La solitudine, da "Lo spleen di Parigi" - Charles Baudelaire

dipinto di Kenny Harris
XXIII • La solitudine, da "Lo spleen di Parigi" - Charles Baudelaire

Un giornalista filantropo mi dice che la solitudine fa male, e a sostegno della sua tesi mi cita, come fanno i miscredenti, le parole dei Padri della Chiesa.
So bene che il Demonio frequenta volentieri i luoghi aridi, e che lo spirito assassino e lascivo si accende straordinariamente nella solitudine. Ma potrebbe darsi che questa solitudine sia pericolosa solo per un'anima oziosa e divagante che la popola con le sue passioni e le sue chimere. È chiaro che un chiacchierone il cui piacere supremo consista nel parlare dall'alto di una cattedra o di una tribuna, correrebbe forti rischi di diventare pazzo furioso nell'isola deserta di Robinson. Non pretendo dal mio giornalista le virtù e il coraggio di Crusoe, ma chiedo che almeno non si metta a levare accuse contro chi ama solitudine e mistero.
Apparteniamo a una razza così loquace, che fra noi si trovano individui che accetterebbero perfino la pena di morte con minore avversione, se soltanto si permettesse loro di tenere un fluente discorso dall'alto del patibolo, senza il pericolo di essere interrotti prima del termine dai tamburi di Santerre.

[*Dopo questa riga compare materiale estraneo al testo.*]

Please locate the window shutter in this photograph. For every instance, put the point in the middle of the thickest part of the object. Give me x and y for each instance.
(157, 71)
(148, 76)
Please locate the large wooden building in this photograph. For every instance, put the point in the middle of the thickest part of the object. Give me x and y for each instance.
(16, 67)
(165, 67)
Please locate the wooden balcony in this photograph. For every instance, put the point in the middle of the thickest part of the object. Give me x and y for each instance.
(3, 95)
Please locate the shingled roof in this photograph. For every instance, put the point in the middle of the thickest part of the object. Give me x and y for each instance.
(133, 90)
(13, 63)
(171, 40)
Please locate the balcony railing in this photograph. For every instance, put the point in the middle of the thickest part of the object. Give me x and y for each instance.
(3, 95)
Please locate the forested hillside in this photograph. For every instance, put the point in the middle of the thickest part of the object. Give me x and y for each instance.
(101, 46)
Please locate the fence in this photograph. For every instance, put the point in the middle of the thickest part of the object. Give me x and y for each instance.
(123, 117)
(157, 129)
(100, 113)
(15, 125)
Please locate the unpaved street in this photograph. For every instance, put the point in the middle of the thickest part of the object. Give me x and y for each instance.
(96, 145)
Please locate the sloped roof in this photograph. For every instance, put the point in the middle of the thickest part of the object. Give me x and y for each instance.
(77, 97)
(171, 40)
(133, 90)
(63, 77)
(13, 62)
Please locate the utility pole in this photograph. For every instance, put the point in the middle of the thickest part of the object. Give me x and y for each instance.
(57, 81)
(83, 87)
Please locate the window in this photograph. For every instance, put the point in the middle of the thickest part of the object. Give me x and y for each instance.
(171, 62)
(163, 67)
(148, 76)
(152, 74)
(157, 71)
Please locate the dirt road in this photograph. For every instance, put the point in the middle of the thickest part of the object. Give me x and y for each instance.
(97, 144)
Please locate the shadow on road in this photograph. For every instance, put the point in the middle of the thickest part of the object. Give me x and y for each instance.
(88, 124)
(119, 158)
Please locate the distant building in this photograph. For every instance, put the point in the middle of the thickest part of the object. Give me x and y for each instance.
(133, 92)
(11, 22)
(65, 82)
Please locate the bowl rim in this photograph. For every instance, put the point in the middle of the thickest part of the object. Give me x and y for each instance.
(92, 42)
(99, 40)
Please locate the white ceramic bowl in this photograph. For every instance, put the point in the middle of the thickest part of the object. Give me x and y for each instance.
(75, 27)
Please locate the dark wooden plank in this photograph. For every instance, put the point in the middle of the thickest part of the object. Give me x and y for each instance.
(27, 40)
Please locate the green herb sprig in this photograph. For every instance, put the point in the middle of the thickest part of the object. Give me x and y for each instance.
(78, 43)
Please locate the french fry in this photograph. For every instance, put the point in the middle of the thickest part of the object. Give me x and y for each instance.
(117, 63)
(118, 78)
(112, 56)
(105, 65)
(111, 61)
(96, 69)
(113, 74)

Non li compiango: perché immagino che le loro effusioni oratorie procurino loro voluttà pari a quelle che altri ricavano dal silenzio e dal raccoglimento: ma li disprezzo. Soprattutto, vorrei che il mio maledetto giornalista mi lasciasse libero di divertirmi a modo mio. «Davvero non provate mai - mi dice con quel suo tono nasale, così pretesco - il bisogno di condividere con qualcuno le vostre gioie?». Ma guardate un po' quanto è sottile e insinuante questo invidioso! Sa benissimo che disprezzo le sue gioie, e così, questo orrendo guastafeste, viene a intrufolarsi nelle mie!
«La grande sventura di non saper stare da soli...», dice da qualche parte La Bruyère per svergognare tutti coloro che si precipitano a dimenticare se stessi nella folla perché temono di non riuscire a sopportarsi.
«Quasi tutte le nostre sventure ci vengono dal non essere riusciti a restare nella nostra camera», dice un altro saggio, Pascal, mi pare, richiamando così nella cella del raccoglimento tutti quei dissennati che cercano la felicità nel movimento e in una prostituzione che chiamerei fraternalistica, se volessi parlare la bella lingua del mio tempo.